After wearable technology and body weight training, high-intensity interval training (HIIT) is the top fitness trend, according to the American College of Sports Medicine (ACSM). HIIT training involves short, intense intervals of exercise followed by short periods of recovery or rest. These intense workouts usually last no longer than 30 minutes. One of the more popular HIIT programs, Tabata training, utilizes eight rounds of intense exercise lasting 20 seconds each, followed by 10 seconds of rest/recovery. This type of short-burst workout can have cardiovascular benefits, and improve both athletic physical conditioning and glucose metabolism.

History of Tabata

In a 1996 study featuring Olympic speed skaters, Dr. Izumi Tabata and Coach Irisawa Koichi put athletes through a test on a mechanically-braked cycle ergometer. At an intensity of 170% of VO2max (maximum volume of oxygen an athlete can use), the skaters exercised for short bursts of 20 seconds, followed by 10 seconds of rest and repeated for four minutes; a total of eight cycles. The athletes trained using this method (Tabata named the IE1 protocol) for four days and added a fifth day of slate training (continuous training with no rest). A second group in the study performed steady slate training (70% VO2max) for five days.

The Tabata group achieved similar aerobic gains as the second group who worked out continuous. At the end, the second group did have a higher VO2max (from 52 to 57 mL/(kg•min), but the Tabata group, which started lower, gained more overall (48 to 55 mL/(kg•min). In addition, the Tabata group saw a 28% gain in their anaerobic fitness level.

Benefits of Tabata

The main purpose of Tabata training is to get the maximum benefits in the least amount of time. You can see why this type of exercise training would be appealing to Olympic athletes. It has been known to raise metabolism and the heart rate immediately, which also makes Tabata a great training program for weight loss. The protocol is so intense that your metabolism stays high, even after the workout is complete. As a result, you continue to burn fat for hours. The technical term for this is Excess Post-exercise Oxygen Consumption (EPOC), also known as the “after burn” effect. Additional studies have shown that Tabata can burn up to 13.5 calories per minute.

One of the highlights of Tabata from a trainer’s standpoint is that it gives trainers the ability break down the exercise series to include short bursts of exercises such as push-ups, burpees, squats and sprints for example. Don’t forget each exercise is done at high-intensity for 20 seconds with 10 seconds of rest in-between. If done correctly, athletes can really take advantage of the benefits Tabata training can give them.

 

Tabata Is Not For Everyone

Due to the intensity of this program, Tabata is not for everyone. Since you are already P90X LIVE instructors and are used to training at a high level, you may find Tabata to be a comfortable transition, but when leading a class, there are some important things to keep in mind.

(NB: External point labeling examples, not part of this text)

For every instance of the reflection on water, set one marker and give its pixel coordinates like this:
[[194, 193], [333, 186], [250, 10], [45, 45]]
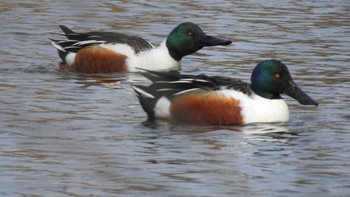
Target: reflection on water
[[69, 134]]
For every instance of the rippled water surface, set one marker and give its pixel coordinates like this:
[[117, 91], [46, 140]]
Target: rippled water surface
[[66, 134]]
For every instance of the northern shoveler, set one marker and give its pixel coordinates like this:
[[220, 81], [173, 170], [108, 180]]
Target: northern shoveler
[[200, 99], [106, 52]]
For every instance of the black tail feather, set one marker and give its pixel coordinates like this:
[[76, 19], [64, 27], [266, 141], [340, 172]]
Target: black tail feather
[[66, 30]]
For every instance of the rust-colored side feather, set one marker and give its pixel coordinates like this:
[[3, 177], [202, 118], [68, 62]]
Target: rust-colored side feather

Participants who normally consider themselves strong exercisers have been known to be caught off guard by Tabata training; many find it hard to catch their breath while others are just not physically able to handle the intensity of this workout. It is encouraged that all participants get clearance from their doctors before starting a Tabata training program and be forthcoming with their instructor on any injuries they have.  It is our recommendation that participants let their injuries heal before taking on this program. Also taking advantage of these short rest periods is vital. This is a good time to practice breathing exercises and keep moving even at a slow pace to keep the blood flowing and muscles limber. Of course, you are not training to be Olympic speed skaters, so as P90X LIVE instructors you will be provided with a predesigned workout that will be a variation of the Tabata program.

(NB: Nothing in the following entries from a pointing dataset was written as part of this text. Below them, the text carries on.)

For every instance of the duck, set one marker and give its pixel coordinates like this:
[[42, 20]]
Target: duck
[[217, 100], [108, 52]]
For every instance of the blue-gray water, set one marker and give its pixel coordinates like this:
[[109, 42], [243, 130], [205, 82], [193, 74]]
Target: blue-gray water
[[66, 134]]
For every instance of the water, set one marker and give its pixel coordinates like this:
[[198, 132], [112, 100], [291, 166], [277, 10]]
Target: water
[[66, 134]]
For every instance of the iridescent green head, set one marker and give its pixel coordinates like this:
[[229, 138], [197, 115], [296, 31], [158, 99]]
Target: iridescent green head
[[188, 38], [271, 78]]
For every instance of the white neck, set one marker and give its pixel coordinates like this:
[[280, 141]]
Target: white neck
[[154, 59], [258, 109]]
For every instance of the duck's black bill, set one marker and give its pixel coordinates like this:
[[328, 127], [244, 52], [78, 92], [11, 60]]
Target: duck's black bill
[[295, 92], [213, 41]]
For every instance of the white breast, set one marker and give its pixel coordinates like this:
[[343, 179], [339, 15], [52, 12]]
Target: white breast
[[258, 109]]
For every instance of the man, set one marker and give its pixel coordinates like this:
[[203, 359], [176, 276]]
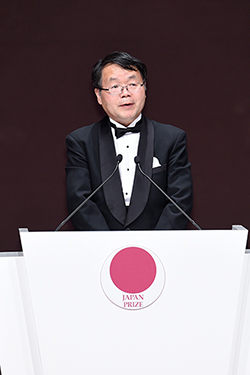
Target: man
[[128, 201]]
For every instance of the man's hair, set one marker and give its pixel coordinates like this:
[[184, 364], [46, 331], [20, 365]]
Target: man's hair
[[123, 59]]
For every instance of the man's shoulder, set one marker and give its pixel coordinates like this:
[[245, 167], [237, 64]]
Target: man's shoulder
[[163, 128]]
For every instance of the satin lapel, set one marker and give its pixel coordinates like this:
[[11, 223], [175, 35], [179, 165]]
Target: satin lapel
[[112, 189], [142, 186]]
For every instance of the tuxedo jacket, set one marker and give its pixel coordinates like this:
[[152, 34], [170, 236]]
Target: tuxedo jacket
[[92, 158]]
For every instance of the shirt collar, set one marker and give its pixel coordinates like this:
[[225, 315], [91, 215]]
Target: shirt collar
[[118, 125]]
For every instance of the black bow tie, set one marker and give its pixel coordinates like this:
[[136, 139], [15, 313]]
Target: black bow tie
[[119, 132]]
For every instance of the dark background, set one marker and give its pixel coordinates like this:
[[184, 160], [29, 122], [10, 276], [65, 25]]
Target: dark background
[[198, 58]]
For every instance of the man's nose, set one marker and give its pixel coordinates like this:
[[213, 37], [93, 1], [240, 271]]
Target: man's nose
[[125, 91]]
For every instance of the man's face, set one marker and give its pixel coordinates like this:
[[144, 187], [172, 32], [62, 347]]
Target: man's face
[[124, 107]]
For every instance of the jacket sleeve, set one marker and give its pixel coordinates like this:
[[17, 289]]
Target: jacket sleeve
[[178, 187], [79, 187]]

With any HIIT training, proper nutrition is important as well. Tabata is not a program you want to show up to on an empty stomach. But, don’t weigh yourself down with too much protein or carbs either. Some fast digesting protein and carbs can fuel your muscles with the essential amino acids you’ll need. You can also suggest clients consult with a registered dietitian to find the right nutritional balance for them.

While Tabata is a tough training program, it can also be a fun, challenging workout that participants will enjoy. And, you will be instructing on a valuable tool for both exercisers and athletes, how to get maximum benefits of a full workout, in a shorter length of time. Or, as they say on Wall Street, “more bang for your buck.”

Kevin McGuire is a freelance writer based in Los Angeles. He has been writing on topics of health, fitness and nutrition for 10 years. He can be reached at mcgurk1266@gmail.com.

 

References:

Tabata, Izumi; Nishimura, Kouji; Kouzaki, Motoki; Hirai, Yuusuke; Ogita, Futoshi; Miyachi, Motohiko; Yamamoto, Kaoru (1996). “Effects of moderate-intensity endurance and high-intensity intermittent training on anaerobic capacity and VO2max”. Medicine & Science in Sports & Exercise. 28 (10): 1327–30.doi:10.1097/00005768-199610000-00018.PMID 8897392.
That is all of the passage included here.